For interactive access via the UI or WebSocket connections.

A user logs in with username and password. The gateway forwards the request to the IAM service, which validates the credentials and returns a signed JWT.
The JWT carries the user ID, workspace, and roles as claims.
The gateway validates JWTs locally using the IAM service's public signing key — no service call needed on subsequent requests.
Token expiry is enforced by standard JWT validation at the time the request (or WebSocket connection) is made.
For long-lived WebSocket connections, the JWT is validated at connect time only. The connection remains authenticated for its lifetime.

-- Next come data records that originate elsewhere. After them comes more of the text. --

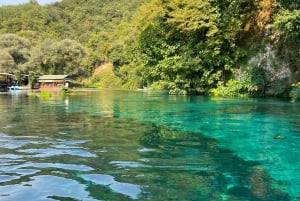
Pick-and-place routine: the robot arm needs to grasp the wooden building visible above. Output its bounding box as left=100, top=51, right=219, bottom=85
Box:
left=0, top=73, right=17, bottom=90
left=38, top=75, right=71, bottom=90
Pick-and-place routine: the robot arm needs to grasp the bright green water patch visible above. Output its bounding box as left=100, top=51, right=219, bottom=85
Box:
left=0, top=91, right=300, bottom=201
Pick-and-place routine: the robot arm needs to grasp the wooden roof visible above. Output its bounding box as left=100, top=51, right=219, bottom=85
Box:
left=39, top=75, right=68, bottom=80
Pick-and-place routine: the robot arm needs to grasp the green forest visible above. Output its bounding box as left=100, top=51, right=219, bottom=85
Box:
left=0, top=0, right=300, bottom=100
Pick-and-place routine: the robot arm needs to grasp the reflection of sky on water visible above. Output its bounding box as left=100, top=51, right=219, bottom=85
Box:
left=81, top=174, right=142, bottom=199
left=0, top=92, right=300, bottom=200
left=0, top=175, right=95, bottom=201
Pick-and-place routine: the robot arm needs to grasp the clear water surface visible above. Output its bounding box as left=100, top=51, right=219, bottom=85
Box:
left=0, top=90, right=300, bottom=201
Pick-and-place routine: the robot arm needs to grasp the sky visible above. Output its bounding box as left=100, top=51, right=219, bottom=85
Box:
left=0, top=0, right=61, bottom=6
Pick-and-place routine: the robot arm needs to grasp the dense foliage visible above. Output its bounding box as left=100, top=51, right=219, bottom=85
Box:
left=0, top=0, right=300, bottom=96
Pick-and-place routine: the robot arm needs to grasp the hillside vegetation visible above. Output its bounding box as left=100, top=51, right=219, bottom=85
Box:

The IAM service manages the signing key. The gateway fetches the public key at startup (or on first JWT encounter) and caches it.

POST /api/v1/auth/login
{
    "username": "alice",
    "password": "..."
}
→ {
    "token": "eyJ...",
    "expires": "2026-04-20T19:00:00Z"
}

The gateway forwards this to the IAM service, which validates credentials and returns a signed JWT. The gateway returns the JWT to the caller.

IAM service delegation

The gateway stays thin. Its authentication logic is:

Extract Bearer token from header (or query param for WebSocket).
If the token has JWT format (dotted structure), validate the signature locally and extract claims.
Otherwise, treat as an API key: hash it and check the local cache. On cache miss, call the IAM service to resolve.
If neither succeeds, return 401.

All user management, key management, credential validation, and token signing logic lives in the IAM service. The gateway is a generic enforcement point that can be replaced without changing the IAM service.

No legacy token support

The existing GATEWAY_SECRET shared token is removed. All authentication uses API keys or JWTs. On first start, the bootstrap process creates a default workspace and admin user with an initial API key.

User identity

A user belongs to exactly one workspace. The design supports extending this to multi-workspace access in the future (see Extension points).

A user record contains:

Field	Type	Description
`id`	string	Unique user identifier (UUID)
`name`	string	Display name
`email`	string	Email address (optional)
`workspace`	string	Workspace the user belongs to
`roles`	list[string]	Assigned roles (e.g. `["reader"]`)
`enabled`	bool	Whether the user can authenticate
`created`	datetime	Account creation timestamp

The workspace field maps to the existing user field in Metadata. This means the storage-layer isolation (Cassandra, Neo4j, Qdrant filtering by user + collection) works without changes — the gateway sets the user metadata field to the authenticated user's workspace.

Workspaces

A workspace is an isolated data boundary. Users belong to a workspace, and all data operations are scoped to it. Workspaces map to the existing user field in Metadata and the corresponding Cassandra keyspace, Qdrant collection prefix, and Neo4j property filters.

Field	Type	Description
`id`	string	Unique workspace identifier
`name`	string	Display name
`enabled`	bool	Whether the workspace is active
`created`	datetime	Creation timestamp

All data operations are scoped to a workspace. The gateway determines the effective workspace for each request as follows:

If the request includes a workspace parameter, validate it against the user's assigned workspace.
- If it matches, use it.
- If it does not match, return 403. (This could be extended to check a workspace access grant list.)
If no workspace parameter is provided, use the user's assigned workspace.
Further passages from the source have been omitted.